''Damage caused by African heatwaves and the resulting drought in the countryside is extremely serious and for many zones in Italy we have asked that a state of natural disaster be declared and that reservoir dams be opened in order to urgently ensure emergency irrigation''.
''Due to a shortage of water and record heat, one third of corn production and half of those of soya and beets will be lost. There has also been a significant loss in the quality of hay, summer fruits, tomatoes and grapes, placing the fall harvest at risk. Cows are also producing less milk''.
''The consequences of the drought are being felt not only on the plains and in valleys but also at higher altitudes, where sparse snowfall last winter did not guarantee sufficient water for grazing lands''.
They sound like communiques from the battlefront, whereas they are examples of statements being issued to the press by the farm owners' association Confagricoltura.
I chose to quote them in full to stress how grave the situation is.
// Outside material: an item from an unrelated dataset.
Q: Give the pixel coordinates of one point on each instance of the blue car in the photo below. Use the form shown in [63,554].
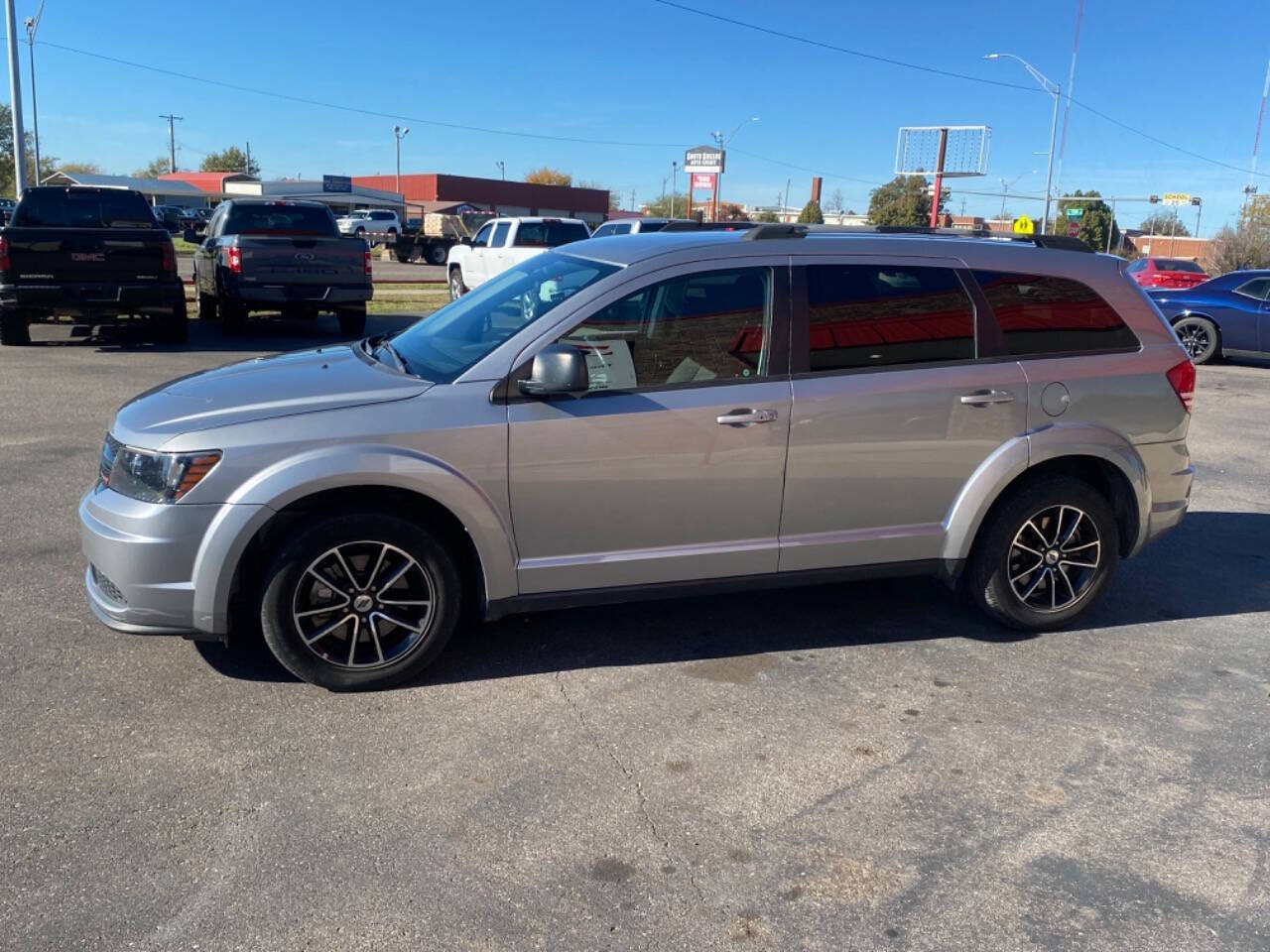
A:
[1227,316]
While there has been drought in some regions, others have been battered by hail and devastating storms, as just recently occurred in Valle Isarco. A number of wine producers in Veneto, Tuscany and Puglia have told me that weather conditions have been so bad that they may not be able to harvest their grapes. If it does not rain in the next ten days this risk will become acute and, for the first time in Italy's history, the harvest may not take place. Those who can are irrigating their crops despite the restrictions imposed by authorities. Since anything can happen in Italy, I hope the courts will close an eye, something that would be more than reasonable. This also because were irrigation to be stopped even for brief periods, the country can say goodbye to at least half of this year's agricultural production. I know that most readers of Doctor Wine are wine lovers who generally do not take much interest in questions like these, preferring to read reviews of wines and seeing their ratings. However, at times like these it is important to support all of those, many of whom are wine-makers we know and love, who day after day are seeing all their hard work go to waste. Unfortunately, there is not much else we can do.